Here are 4 patterns that move your agents from prompt hacking to systematic context management — with working Python code for each.

Pattern 1: Message Trimming With Token Budgets

The simplest context engineering failure: your agent accumulates messages until it hits the context window limit, then crashes. Most developers fix this by counting messages. That is the wrong unit. Tokens are what matter.

LangChain provides trim_messages in langchain_core for exactly this.

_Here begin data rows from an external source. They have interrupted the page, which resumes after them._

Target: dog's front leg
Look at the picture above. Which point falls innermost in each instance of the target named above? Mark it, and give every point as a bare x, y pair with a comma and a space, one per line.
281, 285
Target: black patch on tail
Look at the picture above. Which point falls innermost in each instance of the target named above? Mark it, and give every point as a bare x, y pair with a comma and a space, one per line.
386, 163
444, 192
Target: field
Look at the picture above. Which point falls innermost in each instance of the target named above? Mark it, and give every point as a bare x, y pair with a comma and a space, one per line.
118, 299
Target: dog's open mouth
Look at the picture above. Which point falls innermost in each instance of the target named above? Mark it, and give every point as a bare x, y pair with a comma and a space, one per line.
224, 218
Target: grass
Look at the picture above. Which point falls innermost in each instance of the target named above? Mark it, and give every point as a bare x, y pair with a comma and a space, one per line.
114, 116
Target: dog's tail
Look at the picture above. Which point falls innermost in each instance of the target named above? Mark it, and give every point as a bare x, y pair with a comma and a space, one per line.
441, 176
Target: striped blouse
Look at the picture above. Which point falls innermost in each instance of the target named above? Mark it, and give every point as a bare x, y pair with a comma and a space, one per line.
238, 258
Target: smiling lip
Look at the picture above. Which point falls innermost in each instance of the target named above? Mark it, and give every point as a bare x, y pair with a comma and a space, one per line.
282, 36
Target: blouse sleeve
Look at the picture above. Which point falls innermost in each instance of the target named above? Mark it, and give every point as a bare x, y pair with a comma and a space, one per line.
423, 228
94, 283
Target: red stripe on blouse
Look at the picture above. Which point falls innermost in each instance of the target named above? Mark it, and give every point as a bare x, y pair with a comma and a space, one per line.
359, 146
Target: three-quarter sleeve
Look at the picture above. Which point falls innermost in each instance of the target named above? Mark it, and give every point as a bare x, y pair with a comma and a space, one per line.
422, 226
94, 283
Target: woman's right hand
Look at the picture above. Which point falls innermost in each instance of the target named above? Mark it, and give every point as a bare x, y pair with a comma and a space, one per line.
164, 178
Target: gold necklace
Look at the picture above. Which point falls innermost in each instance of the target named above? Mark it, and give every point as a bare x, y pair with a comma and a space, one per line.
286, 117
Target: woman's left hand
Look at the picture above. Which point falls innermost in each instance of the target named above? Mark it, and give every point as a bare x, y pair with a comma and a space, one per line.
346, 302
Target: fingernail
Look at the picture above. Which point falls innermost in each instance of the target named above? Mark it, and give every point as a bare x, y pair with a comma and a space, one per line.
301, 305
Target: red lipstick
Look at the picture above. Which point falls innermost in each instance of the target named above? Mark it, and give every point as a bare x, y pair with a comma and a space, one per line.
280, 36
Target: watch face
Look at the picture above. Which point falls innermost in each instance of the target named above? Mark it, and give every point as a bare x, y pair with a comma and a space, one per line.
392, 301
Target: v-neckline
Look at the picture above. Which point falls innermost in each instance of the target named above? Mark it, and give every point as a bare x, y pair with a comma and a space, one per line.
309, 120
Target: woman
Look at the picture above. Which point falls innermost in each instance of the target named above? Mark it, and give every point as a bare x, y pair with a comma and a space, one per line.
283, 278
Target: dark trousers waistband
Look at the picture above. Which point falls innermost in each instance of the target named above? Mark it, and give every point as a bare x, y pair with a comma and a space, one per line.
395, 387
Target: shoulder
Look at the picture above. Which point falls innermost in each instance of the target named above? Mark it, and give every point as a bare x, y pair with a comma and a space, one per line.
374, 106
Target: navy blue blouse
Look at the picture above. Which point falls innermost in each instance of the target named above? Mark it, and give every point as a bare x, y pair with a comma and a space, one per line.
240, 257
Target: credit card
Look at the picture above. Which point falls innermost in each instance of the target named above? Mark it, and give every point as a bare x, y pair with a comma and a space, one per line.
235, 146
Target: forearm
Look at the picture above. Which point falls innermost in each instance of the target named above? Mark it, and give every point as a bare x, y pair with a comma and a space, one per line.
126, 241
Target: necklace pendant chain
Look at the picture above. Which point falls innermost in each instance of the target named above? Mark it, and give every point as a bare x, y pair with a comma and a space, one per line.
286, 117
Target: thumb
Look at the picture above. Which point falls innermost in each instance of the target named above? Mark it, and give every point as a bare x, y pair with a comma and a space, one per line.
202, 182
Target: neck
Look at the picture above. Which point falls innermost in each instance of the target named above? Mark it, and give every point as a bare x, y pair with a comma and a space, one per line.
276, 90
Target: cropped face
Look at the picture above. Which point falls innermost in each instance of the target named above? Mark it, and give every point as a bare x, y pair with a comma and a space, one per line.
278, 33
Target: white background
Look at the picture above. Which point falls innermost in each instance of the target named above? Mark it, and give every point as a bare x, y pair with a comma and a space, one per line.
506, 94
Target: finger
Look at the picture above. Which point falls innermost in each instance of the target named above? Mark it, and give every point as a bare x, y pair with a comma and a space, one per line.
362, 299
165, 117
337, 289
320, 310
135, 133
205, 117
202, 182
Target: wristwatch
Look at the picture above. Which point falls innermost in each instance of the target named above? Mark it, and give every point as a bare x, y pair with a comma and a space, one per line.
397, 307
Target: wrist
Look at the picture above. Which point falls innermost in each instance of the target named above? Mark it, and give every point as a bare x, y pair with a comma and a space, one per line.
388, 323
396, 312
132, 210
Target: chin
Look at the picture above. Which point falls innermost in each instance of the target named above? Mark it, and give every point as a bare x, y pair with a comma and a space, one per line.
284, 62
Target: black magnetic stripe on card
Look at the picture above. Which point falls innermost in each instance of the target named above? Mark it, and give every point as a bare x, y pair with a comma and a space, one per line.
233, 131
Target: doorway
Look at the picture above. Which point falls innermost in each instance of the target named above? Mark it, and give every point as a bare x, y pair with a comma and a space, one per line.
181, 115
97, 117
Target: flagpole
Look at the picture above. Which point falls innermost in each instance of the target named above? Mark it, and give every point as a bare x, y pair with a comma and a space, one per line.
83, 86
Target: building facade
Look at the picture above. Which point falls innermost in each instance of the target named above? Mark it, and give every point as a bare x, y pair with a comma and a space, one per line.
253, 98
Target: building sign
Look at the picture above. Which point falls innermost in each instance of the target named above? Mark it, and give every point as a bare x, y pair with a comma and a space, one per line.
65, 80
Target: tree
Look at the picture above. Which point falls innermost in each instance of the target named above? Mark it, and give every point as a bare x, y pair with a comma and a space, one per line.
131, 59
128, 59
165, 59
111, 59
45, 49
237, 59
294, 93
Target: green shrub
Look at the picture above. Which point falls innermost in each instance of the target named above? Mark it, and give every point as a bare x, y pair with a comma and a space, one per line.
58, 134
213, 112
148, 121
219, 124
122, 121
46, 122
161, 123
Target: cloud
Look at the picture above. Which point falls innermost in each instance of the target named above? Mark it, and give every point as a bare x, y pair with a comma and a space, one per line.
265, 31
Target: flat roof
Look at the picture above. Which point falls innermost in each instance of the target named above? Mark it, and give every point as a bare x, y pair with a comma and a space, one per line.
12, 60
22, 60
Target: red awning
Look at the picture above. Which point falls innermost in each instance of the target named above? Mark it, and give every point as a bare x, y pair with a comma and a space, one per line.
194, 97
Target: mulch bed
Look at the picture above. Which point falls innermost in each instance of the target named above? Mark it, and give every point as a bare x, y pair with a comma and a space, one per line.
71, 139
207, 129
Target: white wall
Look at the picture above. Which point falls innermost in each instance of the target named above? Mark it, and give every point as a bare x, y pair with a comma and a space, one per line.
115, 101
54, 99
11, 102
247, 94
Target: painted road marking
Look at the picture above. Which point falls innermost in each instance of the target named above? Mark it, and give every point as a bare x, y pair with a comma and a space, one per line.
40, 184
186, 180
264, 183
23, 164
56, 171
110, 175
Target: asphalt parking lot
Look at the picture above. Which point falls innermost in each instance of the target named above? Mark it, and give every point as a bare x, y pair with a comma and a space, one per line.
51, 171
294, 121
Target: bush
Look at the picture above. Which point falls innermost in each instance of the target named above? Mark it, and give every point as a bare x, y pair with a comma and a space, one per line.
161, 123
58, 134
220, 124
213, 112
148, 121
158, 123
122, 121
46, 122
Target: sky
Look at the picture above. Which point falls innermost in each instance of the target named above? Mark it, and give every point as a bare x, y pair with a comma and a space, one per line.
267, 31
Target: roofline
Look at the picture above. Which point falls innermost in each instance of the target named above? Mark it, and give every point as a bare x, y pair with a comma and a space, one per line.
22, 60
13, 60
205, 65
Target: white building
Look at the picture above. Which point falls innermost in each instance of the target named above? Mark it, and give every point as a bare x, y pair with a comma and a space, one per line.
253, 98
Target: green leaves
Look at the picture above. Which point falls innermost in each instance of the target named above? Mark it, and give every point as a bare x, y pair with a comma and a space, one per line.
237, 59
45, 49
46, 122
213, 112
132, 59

It trims message history based on token counts, not message counts, and preserves conversation boundaries.

from langchain_core.messages.utils import (
    trim_messages,
    count_tokens_approximately,
)
from langchain.chat_models import init_chat_model

model = init_chat_model("claude-sonnet-4-5-20250929")

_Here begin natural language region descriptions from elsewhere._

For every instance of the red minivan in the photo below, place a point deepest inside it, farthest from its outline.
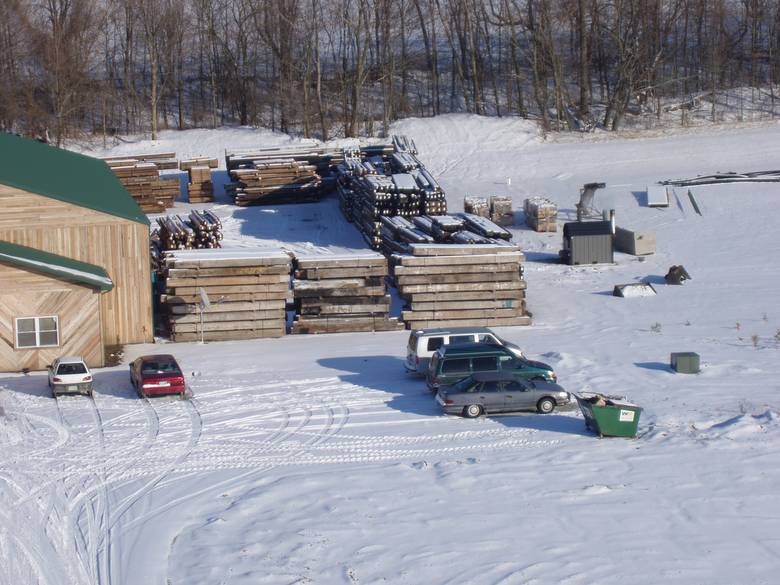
(157, 375)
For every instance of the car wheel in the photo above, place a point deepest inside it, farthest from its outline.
(545, 405)
(472, 411)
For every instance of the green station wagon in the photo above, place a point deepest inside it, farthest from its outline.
(452, 363)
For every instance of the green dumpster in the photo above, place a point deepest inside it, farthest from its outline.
(609, 417)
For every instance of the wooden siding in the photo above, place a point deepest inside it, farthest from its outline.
(26, 294)
(118, 245)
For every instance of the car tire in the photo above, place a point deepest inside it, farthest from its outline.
(472, 411)
(545, 406)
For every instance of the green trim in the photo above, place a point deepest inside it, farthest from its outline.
(66, 176)
(59, 267)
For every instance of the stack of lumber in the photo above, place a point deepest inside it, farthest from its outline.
(200, 230)
(164, 161)
(541, 214)
(476, 206)
(469, 285)
(247, 292)
(153, 193)
(274, 181)
(341, 293)
(200, 188)
(501, 210)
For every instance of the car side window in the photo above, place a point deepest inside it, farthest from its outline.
(435, 343)
(485, 364)
(458, 366)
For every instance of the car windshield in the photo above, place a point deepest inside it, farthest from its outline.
(464, 385)
(159, 368)
(71, 369)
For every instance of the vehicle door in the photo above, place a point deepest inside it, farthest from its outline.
(518, 396)
(492, 398)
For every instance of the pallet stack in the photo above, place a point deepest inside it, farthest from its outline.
(336, 294)
(200, 188)
(469, 285)
(541, 214)
(247, 291)
(140, 175)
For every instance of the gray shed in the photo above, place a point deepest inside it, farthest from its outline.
(588, 242)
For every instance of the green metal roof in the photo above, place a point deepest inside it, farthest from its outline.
(64, 175)
(59, 267)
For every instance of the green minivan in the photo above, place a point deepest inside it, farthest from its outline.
(452, 363)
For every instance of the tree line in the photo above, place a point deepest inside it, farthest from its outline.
(346, 67)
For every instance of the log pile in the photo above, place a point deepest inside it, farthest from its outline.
(200, 189)
(466, 285)
(247, 291)
(153, 192)
(476, 206)
(201, 230)
(275, 181)
(373, 186)
(341, 293)
(501, 210)
(541, 214)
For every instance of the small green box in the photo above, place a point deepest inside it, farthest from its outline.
(685, 362)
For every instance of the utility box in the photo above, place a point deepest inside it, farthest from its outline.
(634, 243)
(686, 362)
(588, 242)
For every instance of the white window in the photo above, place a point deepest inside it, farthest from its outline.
(37, 332)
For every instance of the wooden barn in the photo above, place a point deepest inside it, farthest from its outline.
(49, 306)
(72, 206)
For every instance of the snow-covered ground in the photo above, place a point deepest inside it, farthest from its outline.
(316, 459)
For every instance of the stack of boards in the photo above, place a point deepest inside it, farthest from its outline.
(199, 187)
(140, 175)
(200, 230)
(541, 214)
(335, 294)
(453, 286)
(247, 292)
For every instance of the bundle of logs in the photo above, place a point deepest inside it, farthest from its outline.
(541, 214)
(396, 184)
(140, 175)
(498, 208)
(217, 295)
(201, 229)
(398, 233)
(199, 187)
(341, 293)
(452, 285)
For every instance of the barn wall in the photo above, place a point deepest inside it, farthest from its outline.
(26, 294)
(119, 246)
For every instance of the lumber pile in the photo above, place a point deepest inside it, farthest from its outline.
(374, 185)
(141, 176)
(476, 206)
(200, 189)
(341, 293)
(200, 230)
(247, 292)
(461, 285)
(501, 210)
(541, 214)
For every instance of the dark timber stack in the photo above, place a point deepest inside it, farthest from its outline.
(335, 294)
(469, 285)
(248, 291)
(153, 193)
(200, 188)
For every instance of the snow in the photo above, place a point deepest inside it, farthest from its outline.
(316, 459)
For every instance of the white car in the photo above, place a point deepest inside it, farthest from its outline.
(70, 375)
(423, 343)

def prepare_context(messages: list, max_tokens: int = 4096) -> list:
    """Trim messages to fit within token budget."""
    return trim_messages(
        messages,
        strategy="last",
        token_counter=count_tokens_approximately,
        max_tokens=max_tokens,
        start_on="human",
        end_on=("human", "tool"),
    )

The key parameters:

• strategy="last" keeps the most recent messages. Use "first" to keep the oldest (useful for summarization agents).
• start_on="human" ensures trimmed output starts on a human message, not a dangling assistant response.
• end_on=("human", "tool") prevents cutting off mid-tool-call, which causes parsing errors downstream.
• token_counter accepts either a function or an LLM instance. count_tokens_approximately is fast but imprecise. For production, pass your model directly: token_counter=model.

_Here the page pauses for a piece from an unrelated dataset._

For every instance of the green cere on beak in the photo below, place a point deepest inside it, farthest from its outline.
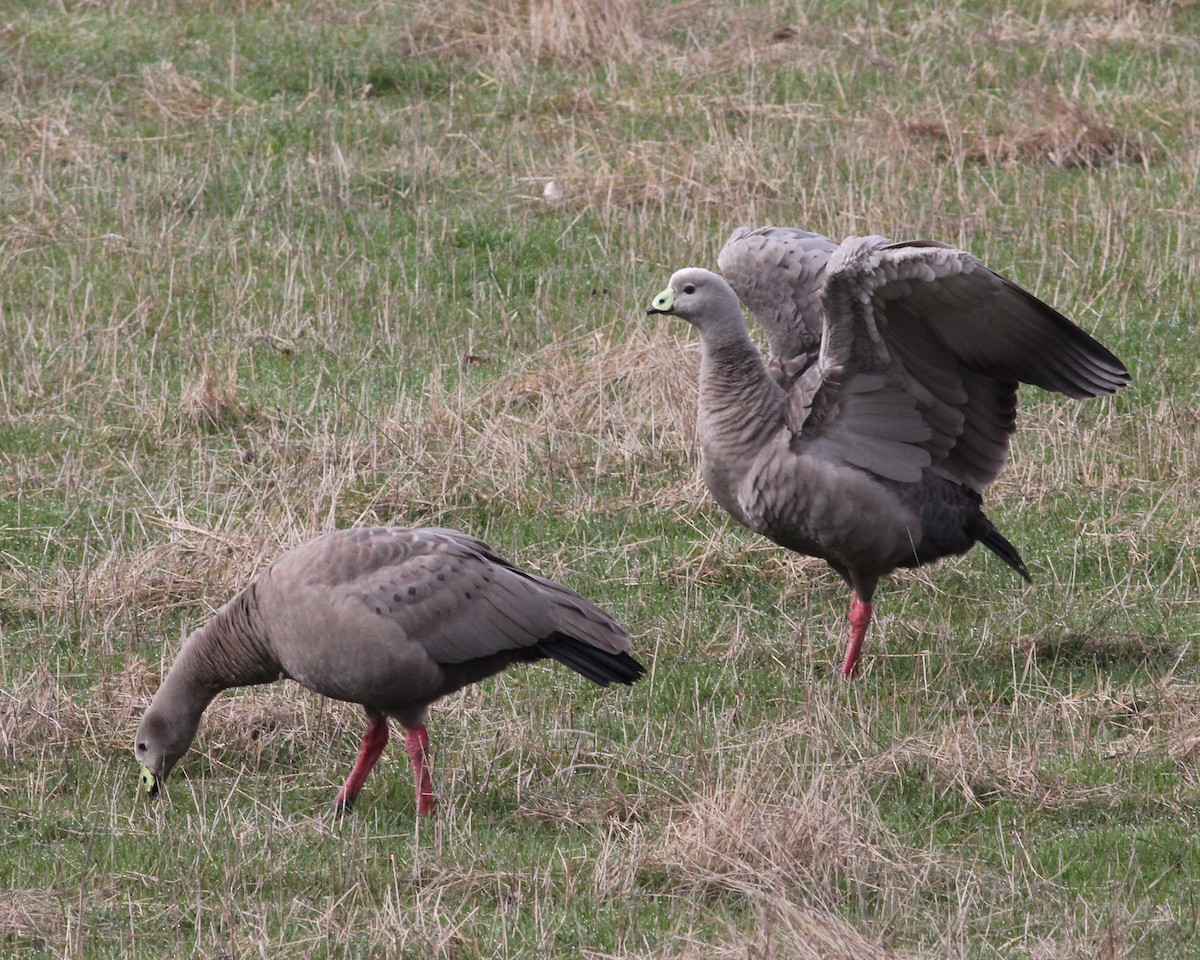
(149, 784)
(663, 303)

In a LangGraph agent, this slots into your node function:

from langgraph.graph import StateGraph, START, MessagesState
from langgraph.checkpoint.memory import InMemorySaver

def call_model(state: MessagesState):
    trimmed = trim_messages(
        state["messages"],
        strategy="last",
        token_counter=count_tokens_approximately,
        max_tokens=4096,
        start_on="human",
        end_on=("human", "tool"),
    )
    response = model.invoke(trimmed)
    return {"messages": [response]}

builder = StateGraph(MessagesState)
builder.add_node(call_model)
builder.add_edge(START, "call_model")
graph = builder.compile(checkpointer=InMemorySaver())

Every invocation trims before calling the model. The agent stays within budget no matter how long the conversation runs.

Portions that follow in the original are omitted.